Part 2 — Designing Agentic AI Infrastructure
Overview
Part 1 established what modern AI can do. Part 2 examines what changes when AI systems are given goals, tools, memory, and constrained autonomy.
The shift from generative to agentic AI is not simply a matter of better models. It requires a different architecture, a different set of design decisions, and a fundamentally different relationship between human operators and the systems they deploy. An agentic system does not merely produce a response; it can be designed to plan steps, use tools, observe results, and adjust its next action within boundaries set by humans and organisations. That loop changes everything: the failure modes, the cost structure, the governance requirements, and the competitive dynamics of the market building this infrastructure.

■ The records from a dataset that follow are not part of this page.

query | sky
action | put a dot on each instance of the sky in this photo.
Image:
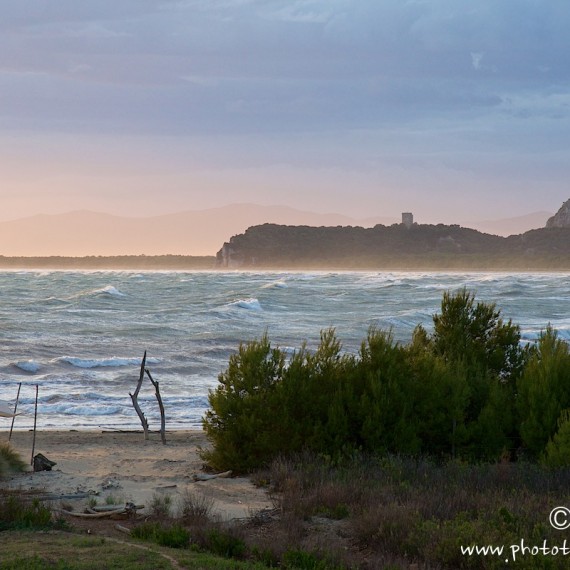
(451, 109)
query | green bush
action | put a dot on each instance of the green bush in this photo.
(462, 391)
(543, 391)
(173, 536)
(21, 513)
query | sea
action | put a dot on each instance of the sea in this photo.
(77, 338)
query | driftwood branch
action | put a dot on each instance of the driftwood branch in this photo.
(160, 405)
(134, 398)
(207, 476)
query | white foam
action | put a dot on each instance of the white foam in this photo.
(98, 410)
(28, 365)
(110, 290)
(275, 285)
(102, 362)
(249, 304)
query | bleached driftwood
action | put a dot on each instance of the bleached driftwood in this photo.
(110, 508)
(102, 512)
(134, 398)
(93, 515)
(207, 476)
(160, 406)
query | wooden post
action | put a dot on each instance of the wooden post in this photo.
(35, 421)
(161, 407)
(15, 410)
(134, 398)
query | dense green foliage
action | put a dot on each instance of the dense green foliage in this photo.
(397, 247)
(467, 390)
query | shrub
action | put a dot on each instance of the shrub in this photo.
(196, 509)
(19, 512)
(174, 536)
(543, 391)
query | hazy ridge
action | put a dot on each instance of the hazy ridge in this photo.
(196, 233)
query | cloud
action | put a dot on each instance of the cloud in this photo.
(446, 85)
(476, 58)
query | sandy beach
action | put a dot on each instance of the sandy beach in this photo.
(122, 466)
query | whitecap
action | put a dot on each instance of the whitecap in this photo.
(249, 304)
(275, 285)
(28, 366)
(110, 290)
(98, 410)
(103, 362)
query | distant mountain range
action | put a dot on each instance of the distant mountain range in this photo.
(200, 232)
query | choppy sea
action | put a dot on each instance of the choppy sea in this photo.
(80, 336)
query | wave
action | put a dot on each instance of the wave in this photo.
(71, 410)
(248, 304)
(110, 290)
(275, 285)
(28, 366)
(103, 362)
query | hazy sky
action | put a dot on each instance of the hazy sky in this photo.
(452, 109)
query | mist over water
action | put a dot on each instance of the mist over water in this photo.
(80, 336)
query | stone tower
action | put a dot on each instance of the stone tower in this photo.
(408, 219)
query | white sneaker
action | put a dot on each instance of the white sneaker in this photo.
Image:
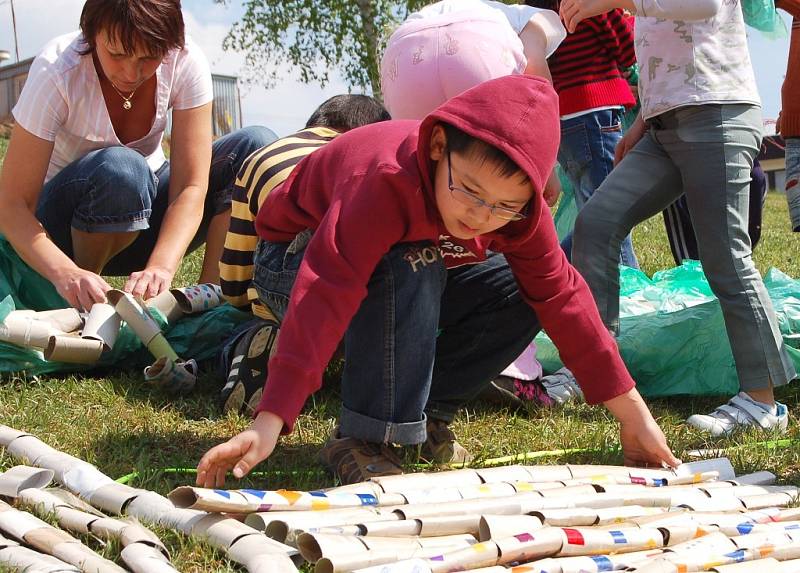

Part 2 maps this shift across four dimensions. First, the core architectural question: when does a single agent suffice, and when does a system of agents become necessary? Second, the platform landscape: who is building the infrastructure that makes agentic deployment possible, and how do those choices constrain or expand your options? Third, the emerging reality of ambient AI — agents that run continuously rather than on demand, and the profound implications that follow. And fourth, the build-vs-buy decision that every organisation must make under conditions of uncertainty, rapid platform change, and high operational stakes.
Chapters in This Part
| Chapter | Title | Theme |
|---|---|---|
| 5 | One Agent or Many? Designing for Scale and Complexity | Agent architecture |
| 6 | The Platform Wars: Who Is Building the Agentic Infrastructure | Platform and infrastructure landscape |
| 7 | Always-On AI: The Era of Ambient Intelligence | Continuous agents |
| 8 | The Build-vs-Buy Decision in an Agentic World | Build-vs-buy strategy |
Readers with a primary interest in technical integration may wish to read Chapter 5 alongside Chapter 11 in Part 3.